Recently, the oncoprotein Mdm2 had been identified as another target for Akt [for review, see [100]]. Activation of Akt signalling pathway promotes nuclear entry of Mdm2. There, it interacts with p53 tumor suppressor protein and targets p53 for proteasomal degradation. PTEN had been shown to inhibit movement of Mdm2 into the nucleus and thereby inhibited p53 proteasomal degradation, rendering cells susceptible for apoptosis inducing stimuli. Moreover, p53 binding motifs have been identified in the PTEN promoter [109]. In the latter study p53 induced PTEN transcription and cellular levels of PTEN protein, thus providing a pro-apoptotic p53-PTEN pathway. The role of hypoxia in this regulatory pathway has also been addressed. It could be demonstrated that hypoxia suppressed Mdm2 expression and thereby enhanced p53 expression [110]. Interestingly, however, in a recent study the transcriptional activity of stabilized p53 induced by deferoxamine mesylate, which mimics hypoxia, was lost in all the tested tumor cell lines [111]. Thus, hypoxia-induced stabilization of p53 does not necessarily relate to p53 function.

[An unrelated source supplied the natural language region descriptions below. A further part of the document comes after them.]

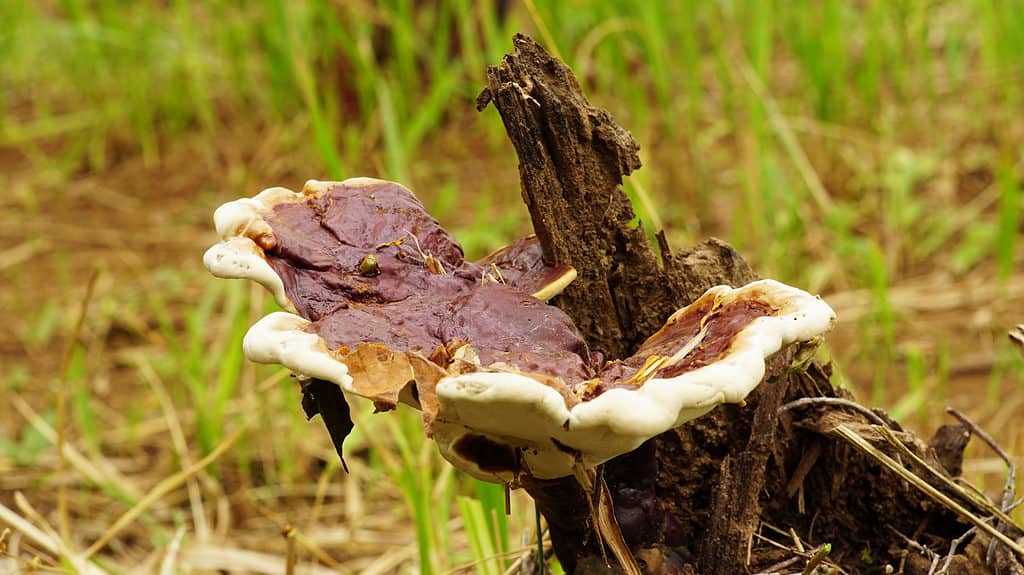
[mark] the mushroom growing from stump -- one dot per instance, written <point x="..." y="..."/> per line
<point x="381" y="304"/>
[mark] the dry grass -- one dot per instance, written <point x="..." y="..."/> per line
<point x="180" y="456"/>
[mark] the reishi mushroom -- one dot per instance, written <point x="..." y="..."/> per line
<point x="380" y="302"/>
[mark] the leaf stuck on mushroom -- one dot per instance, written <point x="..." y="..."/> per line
<point x="507" y="387"/>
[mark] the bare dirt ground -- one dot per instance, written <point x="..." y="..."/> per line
<point x="145" y="227"/>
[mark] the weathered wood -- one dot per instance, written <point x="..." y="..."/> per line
<point x="690" y="499"/>
<point x="572" y="158"/>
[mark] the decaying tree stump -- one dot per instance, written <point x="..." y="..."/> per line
<point x="698" y="498"/>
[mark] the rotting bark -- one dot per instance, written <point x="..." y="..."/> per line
<point x="691" y="499"/>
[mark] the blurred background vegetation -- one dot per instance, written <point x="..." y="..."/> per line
<point x="869" y="150"/>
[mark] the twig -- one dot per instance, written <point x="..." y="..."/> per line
<point x="61" y="408"/>
<point x="952" y="549"/>
<point x="955" y="487"/>
<point x="861" y="444"/>
<point x="839" y="401"/>
<point x="1009" y="489"/>
<point x="293" y="555"/>
<point x="779" y="566"/>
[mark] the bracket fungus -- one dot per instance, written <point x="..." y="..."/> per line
<point x="381" y="303"/>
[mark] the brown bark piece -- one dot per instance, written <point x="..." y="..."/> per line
<point x="572" y="158"/>
<point x="693" y="496"/>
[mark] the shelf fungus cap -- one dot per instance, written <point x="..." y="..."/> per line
<point x="381" y="303"/>
<point x="497" y="426"/>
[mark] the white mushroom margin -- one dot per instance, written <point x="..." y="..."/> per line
<point x="245" y="234"/>
<point x="521" y="412"/>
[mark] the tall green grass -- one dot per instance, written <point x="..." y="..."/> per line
<point x="372" y="85"/>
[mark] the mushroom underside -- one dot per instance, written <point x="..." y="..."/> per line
<point x="388" y="310"/>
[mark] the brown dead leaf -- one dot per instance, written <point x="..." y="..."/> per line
<point x="379" y="373"/>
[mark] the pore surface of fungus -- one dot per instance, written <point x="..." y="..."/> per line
<point x="380" y="301"/>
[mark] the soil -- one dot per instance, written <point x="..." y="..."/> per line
<point x="813" y="483"/>
<point x="700" y="498"/>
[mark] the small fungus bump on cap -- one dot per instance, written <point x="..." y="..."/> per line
<point x="384" y="305"/>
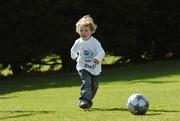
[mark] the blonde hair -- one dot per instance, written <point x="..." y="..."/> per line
<point x="86" y="21"/>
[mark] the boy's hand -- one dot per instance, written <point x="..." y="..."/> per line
<point x="96" y="61"/>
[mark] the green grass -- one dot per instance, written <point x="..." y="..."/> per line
<point x="55" y="97"/>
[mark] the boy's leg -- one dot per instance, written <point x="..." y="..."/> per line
<point x="94" y="85"/>
<point x="86" y="92"/>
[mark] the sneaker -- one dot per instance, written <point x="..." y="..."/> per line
<point x="84" y="104"/>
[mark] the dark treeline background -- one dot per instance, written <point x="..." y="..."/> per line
<point x="136" y="30"/>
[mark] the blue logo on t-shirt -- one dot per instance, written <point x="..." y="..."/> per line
<point x="88" y="55"/>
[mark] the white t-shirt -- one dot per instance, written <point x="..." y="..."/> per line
<point x="84" y="52"/>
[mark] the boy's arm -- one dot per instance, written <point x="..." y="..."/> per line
<point x="74" y="54"/>
<point x="100" y="52"/>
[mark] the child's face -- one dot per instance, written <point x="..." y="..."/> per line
<point x="85" y="32"/>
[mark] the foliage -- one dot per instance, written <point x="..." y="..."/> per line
<point x="55" y="97"/>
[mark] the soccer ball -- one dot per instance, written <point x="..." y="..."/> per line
<point x="138" y="104"/>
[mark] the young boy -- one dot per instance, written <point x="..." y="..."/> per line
<point x="88" y="53"/>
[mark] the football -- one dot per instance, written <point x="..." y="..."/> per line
<point x="138" y="104"/>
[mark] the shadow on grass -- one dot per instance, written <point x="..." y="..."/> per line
<point x="17" y="114"/>
<point x="155" y="112"/>
<point x="130" y="74"/>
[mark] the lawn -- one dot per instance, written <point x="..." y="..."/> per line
<point x="54" y="97"/>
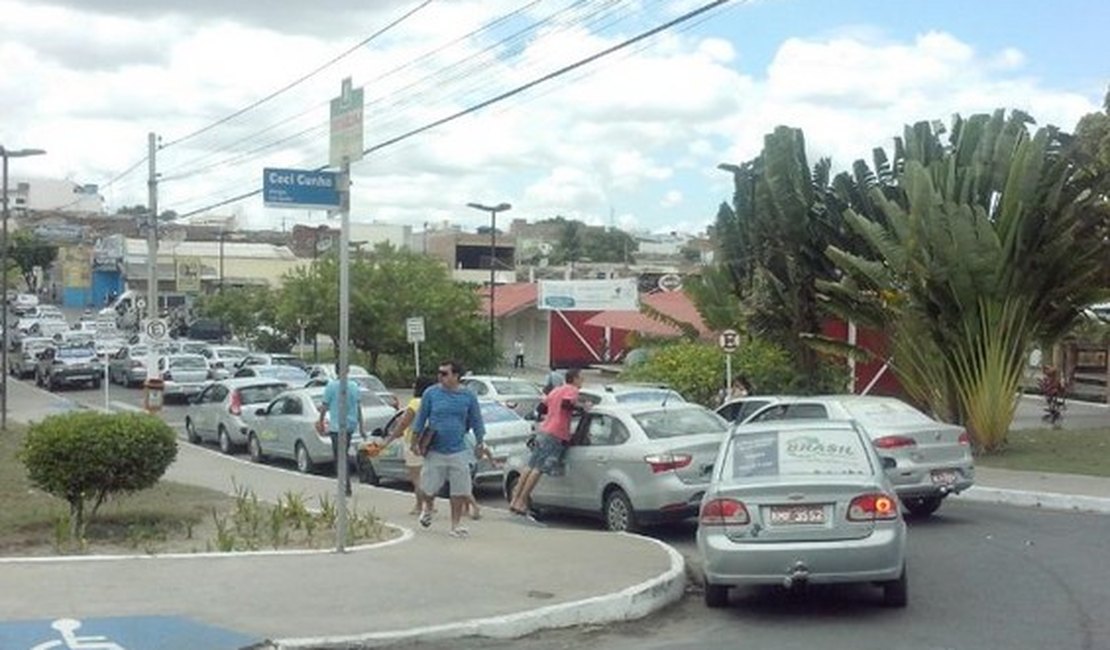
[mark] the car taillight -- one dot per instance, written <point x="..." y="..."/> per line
<point x="895" y="442"/>
<point x="724" y="513"/>
<point x="667" y="461"/>
<point x="873" y="506"/>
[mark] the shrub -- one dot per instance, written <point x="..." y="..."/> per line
<point x="87" y="456"/>
<point x="697" y="369"/>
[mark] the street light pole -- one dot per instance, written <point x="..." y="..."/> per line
<point x="493" y="210"/>
<point x="3" y="260"/>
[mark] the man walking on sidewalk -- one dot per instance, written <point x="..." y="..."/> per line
<point x="331" y="408"/>
<point x="552" y="439"/>
<point x="446" y="413"/>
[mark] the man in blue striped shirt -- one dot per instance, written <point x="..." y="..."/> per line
<point x="450" y="410"/>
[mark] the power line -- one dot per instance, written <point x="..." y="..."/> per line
<point x="302" y="79"/>
<point x="500" y="98"/>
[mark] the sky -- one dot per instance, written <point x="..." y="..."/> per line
<point x="632" y="140"/>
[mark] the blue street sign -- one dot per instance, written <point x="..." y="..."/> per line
<point x="303" y="189"/>
<point x="149" y="632"/>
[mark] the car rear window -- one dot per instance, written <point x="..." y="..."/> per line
<point x="514" y="387"/>
<point x="672" y="423"/>
<point x="798" y="453"/>
<point x="260" y="394"/>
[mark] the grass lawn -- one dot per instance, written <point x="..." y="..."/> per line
<point x="1058" y="450"/>
<point x="169" y="517"/>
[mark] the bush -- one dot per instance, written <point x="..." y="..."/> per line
<point x="697" y="369"/>
<point x="88" y="456"/>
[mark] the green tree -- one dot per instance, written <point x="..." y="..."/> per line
<point x="29" y="251"/>
<point x="974" y="249"/>
<point x="86" y="457"/>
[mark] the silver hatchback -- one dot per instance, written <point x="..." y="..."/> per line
<point x="798" y="503"/>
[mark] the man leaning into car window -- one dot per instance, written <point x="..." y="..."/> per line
<point x="552" y="439"/>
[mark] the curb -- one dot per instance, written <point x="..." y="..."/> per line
<point x="1027" y="498"/>
<point x="629" y="603"/>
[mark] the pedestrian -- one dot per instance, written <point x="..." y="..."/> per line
<point x="446" y="412"/>
<point x="330" y="418"/>
<point x="552" y="439"/>
<point x="413" y="460"/>
<point x="518" y="353"/>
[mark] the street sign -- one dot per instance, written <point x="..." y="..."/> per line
<point x="729" y="341"/>
<point x="670" y="282"/>
<point x="189" y="274"/>
<point x="304" y="189"/>
<point x="345" y="140"/>
<point x="414" y="327"/>
<point x="157" y="329"/>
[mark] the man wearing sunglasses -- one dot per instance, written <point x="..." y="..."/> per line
<point x="447" y="412"/>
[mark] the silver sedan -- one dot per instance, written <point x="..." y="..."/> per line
<point x="930" y="459"/>
<point x="798" y="503"/>
<point x="632" y="465"/>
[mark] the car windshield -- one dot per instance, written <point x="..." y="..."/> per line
<point x="284" y="373"/>
<point x="260" y="394"/>
<point x="886" y="413"/>
<point x="514" y="387"/>
<point x="647" y="396"/>
<point x="494" y="412"/>
<point x="797" y="453"/>
<point x="670" y="423"/>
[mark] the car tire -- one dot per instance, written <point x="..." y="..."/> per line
<point x="716" y="596"/>
<point x="366" y="473"/>
<point x="303" y="460"/>
<point x="896" y="592"/>
<point x="191" y="434"/>
<point x="617" y="513"/>
<point x="254" y="448"/>
<point x="922" y="506"/>
<point x="224" y="440"/>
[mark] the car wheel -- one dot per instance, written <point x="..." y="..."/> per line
<point x="224" y="440"/>
<point x="191" y="432"/>
<point x="619" y="517"/>
<point x="254" y="448"/>
<point x="922" y="506"/>
<point x="303" y="461"/>
<point x="716" y="596"/>
<point x="896" y="592"/>
<point x="366" y="473"/>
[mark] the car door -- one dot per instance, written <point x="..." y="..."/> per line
<point x="596" y="461"/>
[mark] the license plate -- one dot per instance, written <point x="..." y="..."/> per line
<point x="945" y="477"/>
<point x="788" y="515"/>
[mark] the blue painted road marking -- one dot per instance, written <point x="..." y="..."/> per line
<point x="148" y="632"/>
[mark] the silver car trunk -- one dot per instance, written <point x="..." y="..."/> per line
<point x="781" y="508"/>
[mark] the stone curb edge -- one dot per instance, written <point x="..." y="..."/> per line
<point x="629" y="603"/>
<point x="1028" y="498"/>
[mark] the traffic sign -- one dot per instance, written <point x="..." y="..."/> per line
<point x="729" y="341"/>
<point x="157" y="329"/>
<point x="345" y="136"/>
<point x="300" y="189"/>
<point x="414" y="327"/>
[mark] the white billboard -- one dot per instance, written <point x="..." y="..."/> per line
<point x="588" y="295"/>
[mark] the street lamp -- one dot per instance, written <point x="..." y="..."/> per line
<point x="493" y="257"/>
<point x="6" y="153"/>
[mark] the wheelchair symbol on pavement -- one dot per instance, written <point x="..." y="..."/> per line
<point x="70" y="641"/>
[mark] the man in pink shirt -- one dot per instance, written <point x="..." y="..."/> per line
<point x="552" y="439"/>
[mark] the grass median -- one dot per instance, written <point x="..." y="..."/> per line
<point x="169" y="517"/>
<point x="1056" y="450"/>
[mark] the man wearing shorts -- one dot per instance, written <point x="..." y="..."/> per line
<point x="448" y="410"/>
<point x="552" y="439"/>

Taken together, hypoxia mediated apoptosis utilizes different intracellular pathways involving apoptosis and cell survival molecules such as cytochrome C, members of the Bcl-2 family, Akt and PTEN.

Conclusions

In the present report the current knowledge about hypoxia-induced signal transduction, gene regulation, angiogenesis factor production and apoptosis regulation is summarized with a special emphasis on molecular mechanisms. Many of the presented findings demonstrate that hypoxia critically interferes with tumor progression and tumor aggressiveness. As a consequence, a series of studies are currently underway targeting molecular processes related to tissue hypoxia in tumor cells. Some of the recent studies have already provided evidence that tumor growth might be influenced via interference with transcription factors, such as HIF-1α. Since the molecular mechanisms are becoming more and more clear future therapies may find new target molecules in tumor cells, finally leading to a more efficient treatment of aggressive and metastasizing tumors.

Authors' contributions

Most of the experimental work cited from the authors' laboratories were carried out by MK. SMI contributed to this paper mainly by writing and in the overall conception of the paper. Both authors read and approved the final manuscript.

List of abbreviations used

AP-1, activator protein-1; ARNT, Aryl hydrocarbon receptor nuclear translocator; CBP, CREB binding protein; ERK, extracelluar signal-regulated kinase; FIH, factor inhibiting HIF-1α; H, hypoxia; HIF-1α, hypoxia inducible factor-1α; JNK, c-Jun N-terminal kinase; MAPK, mitogen-activated protein kinase; MAPKKK, mitogen-activated protein kinase kinase kinase; MEK, MAPK/ERK kinase; NF-κB, nuclear factor κB; N, normoxia; PtdIns 3-kinase, phosphatidylinositol 3-kinase; PDK, PtdIns (3,4,5)P3-dependent kinase; PTEN, Phosphatase and Tensin homolog deleted on chromosome Ten; SAPK, stress-activated protein kinase; TRAIL, TNF-related apoptosis inducing ligand; VHL, von Hippel Lindau protein.